Following sections show how to do this in practice.

What is a graph? (a super short intro)

Graphs are, in principle, quite simple data structures consisting of:

  • nodes (e.g. intersections on a street, or a person in social network), and

  • edges (a link that connects the nodes to each other)

A simple graph could look like this:

Simple graph with five nodes and edges between them. Simple graph with five nodes and edges between them.

Graph can be directed or undirected, which basically determines whether the roads can be travelled to any direction or whether the travel direction is restricted to certain direction (e.g. a one-way-street). A directed graph looks something like this:

Directed graph Directed graph.

Notes about Pyrosm graph building#

  • Pyrosm will always create a directed graph when exporting the street network to graph (works similarly for all libraries).

    • When exporting network that is used for driving (i.e. network_type="driving"), pyrosm considers the oneway restrictions that are defined in oneway column in the data.

    • With “walking”, “cycling” and “all”, pyrosm creates a bidirectional graph, meaning that the travel is allowed to both directions.

  • By default, Pyrosm will only keep connected edges in the output graph (largest strongly connected component).
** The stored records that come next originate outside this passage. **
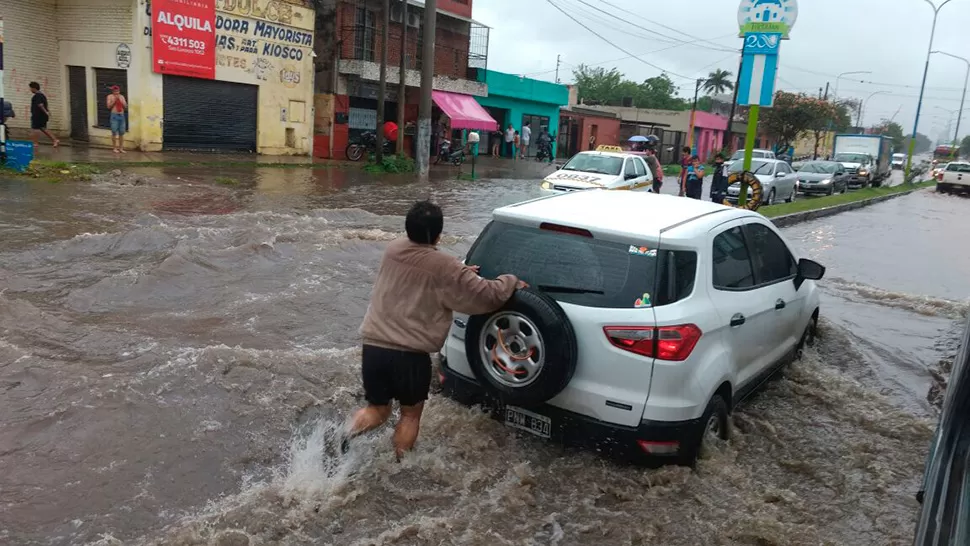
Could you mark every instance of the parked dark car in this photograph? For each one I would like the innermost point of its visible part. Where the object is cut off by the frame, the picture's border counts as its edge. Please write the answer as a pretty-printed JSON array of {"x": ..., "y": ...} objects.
[
  {"x": 822, "y": 178},
  {"x": 945, "y": 496}
]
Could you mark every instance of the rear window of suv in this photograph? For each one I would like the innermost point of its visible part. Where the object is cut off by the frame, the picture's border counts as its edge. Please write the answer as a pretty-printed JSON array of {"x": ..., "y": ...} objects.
[{"x": 584, "y": 270}]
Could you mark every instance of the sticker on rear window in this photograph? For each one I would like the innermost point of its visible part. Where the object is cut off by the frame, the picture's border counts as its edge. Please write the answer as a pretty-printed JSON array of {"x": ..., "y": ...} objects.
[{"x": 642, "y": 251}]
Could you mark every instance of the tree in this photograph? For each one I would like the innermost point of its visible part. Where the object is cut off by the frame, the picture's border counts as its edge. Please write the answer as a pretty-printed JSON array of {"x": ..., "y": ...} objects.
[
  {"x": 894, "y": 131},
  {"x": 794, "y": 114},
  {"x": 611, "y": 88},
  {"x": 719, "y": 81}
]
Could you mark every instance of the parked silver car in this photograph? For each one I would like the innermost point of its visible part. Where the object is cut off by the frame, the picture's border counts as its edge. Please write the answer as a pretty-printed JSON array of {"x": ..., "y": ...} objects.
[{"x": 778, "y": 181}]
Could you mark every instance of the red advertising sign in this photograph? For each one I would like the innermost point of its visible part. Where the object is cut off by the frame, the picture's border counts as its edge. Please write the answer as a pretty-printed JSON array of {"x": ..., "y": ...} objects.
[{"x": 184, "y": 38}]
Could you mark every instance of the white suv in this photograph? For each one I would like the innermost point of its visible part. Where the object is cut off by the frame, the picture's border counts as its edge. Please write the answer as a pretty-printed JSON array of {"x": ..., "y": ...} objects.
[{"x": 648, "y": 319}]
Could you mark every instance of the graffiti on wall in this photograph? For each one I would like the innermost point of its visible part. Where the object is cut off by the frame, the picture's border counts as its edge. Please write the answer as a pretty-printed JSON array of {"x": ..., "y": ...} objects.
[{"x": 271, "y": 51}]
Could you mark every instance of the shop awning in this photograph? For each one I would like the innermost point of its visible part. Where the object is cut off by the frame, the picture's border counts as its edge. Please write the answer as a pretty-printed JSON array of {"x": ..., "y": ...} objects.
[{"x": 464, "y": 111}]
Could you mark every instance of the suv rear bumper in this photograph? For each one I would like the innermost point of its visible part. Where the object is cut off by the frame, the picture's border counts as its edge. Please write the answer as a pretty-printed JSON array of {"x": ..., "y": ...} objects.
[{"x": 652, "y": 440}]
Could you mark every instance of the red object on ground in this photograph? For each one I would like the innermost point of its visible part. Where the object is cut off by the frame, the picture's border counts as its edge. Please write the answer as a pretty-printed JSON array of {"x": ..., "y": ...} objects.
[
  {"x": 390, "y": 131},
  {"x": 184, "y": 38}
]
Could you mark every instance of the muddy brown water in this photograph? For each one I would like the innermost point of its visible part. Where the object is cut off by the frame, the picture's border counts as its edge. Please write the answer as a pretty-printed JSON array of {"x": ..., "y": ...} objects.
[{"x": 175, "y": 354}]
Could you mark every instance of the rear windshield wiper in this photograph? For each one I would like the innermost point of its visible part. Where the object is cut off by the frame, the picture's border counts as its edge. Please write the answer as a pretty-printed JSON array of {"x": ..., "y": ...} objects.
[{"x": 568, "y": 290}]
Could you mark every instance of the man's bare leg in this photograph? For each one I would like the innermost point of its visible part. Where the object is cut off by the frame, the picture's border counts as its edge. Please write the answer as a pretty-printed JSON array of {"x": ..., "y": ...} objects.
[
  {"x": 406, "y": 431},
  {"x": 369, "y": 418}
]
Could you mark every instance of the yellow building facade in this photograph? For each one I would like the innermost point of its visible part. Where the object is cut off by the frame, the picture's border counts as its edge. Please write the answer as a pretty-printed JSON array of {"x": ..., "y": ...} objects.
[{"x": 260, "y": 100}]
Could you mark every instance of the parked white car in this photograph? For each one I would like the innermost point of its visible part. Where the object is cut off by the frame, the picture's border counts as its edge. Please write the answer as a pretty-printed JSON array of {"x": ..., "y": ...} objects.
[
  {"x": 648, "y": 318},
  {"x": 738, "y": 157},
  {"x": 600, "y": 170},
  {"x": 778, "y": 181},
  {"x": 955, "y": 178}
]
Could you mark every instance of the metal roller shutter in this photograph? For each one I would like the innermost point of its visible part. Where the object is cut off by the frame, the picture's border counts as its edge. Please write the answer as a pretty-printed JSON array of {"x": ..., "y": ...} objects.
[{"x": 208, "y": 115}]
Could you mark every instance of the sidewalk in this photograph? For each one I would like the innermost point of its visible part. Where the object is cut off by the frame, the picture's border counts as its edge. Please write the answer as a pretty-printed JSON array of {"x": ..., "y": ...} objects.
[{"x": 485, "y": 167}]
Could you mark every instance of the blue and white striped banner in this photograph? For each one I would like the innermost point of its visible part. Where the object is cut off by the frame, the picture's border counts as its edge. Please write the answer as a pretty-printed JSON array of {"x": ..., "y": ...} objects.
[{"x": 758, "y": 76}]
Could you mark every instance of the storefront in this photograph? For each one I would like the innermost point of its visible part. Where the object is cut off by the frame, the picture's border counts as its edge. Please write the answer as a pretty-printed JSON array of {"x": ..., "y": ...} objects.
[
  {"x": 522, "y": 101},
  {"x": 218, "y": 75}
]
This means that all “isolated islands” of the network will be filtered out because those cannot be reached from other parts of the network (you can change this behavior by specifying retain_all=True, see further info).

  • When constructing the graph all road segments are kept separately to enable good connectivity in the graph. However, it is possible to simplify the NetworkX graph (hence reducing it’s size) using OSMnx by merging all road segments belonging to the same link (i.e. road between two intersections). Read more from OSMnx docs here. (this might be integrated into Pyrosm in the future iterations of the library)

Read nodes and edges (first step)#

The first step that needs to be done is to read the nodes and edges from the graph:

from pyrosm import OSM, get_data

# Initialize reader 
osm = OSM(get_data("test_pbf"))

# Read nodes and edges of the 'driving' network
nodes, edges = osm.get_network(nodes=True, network_type="driving")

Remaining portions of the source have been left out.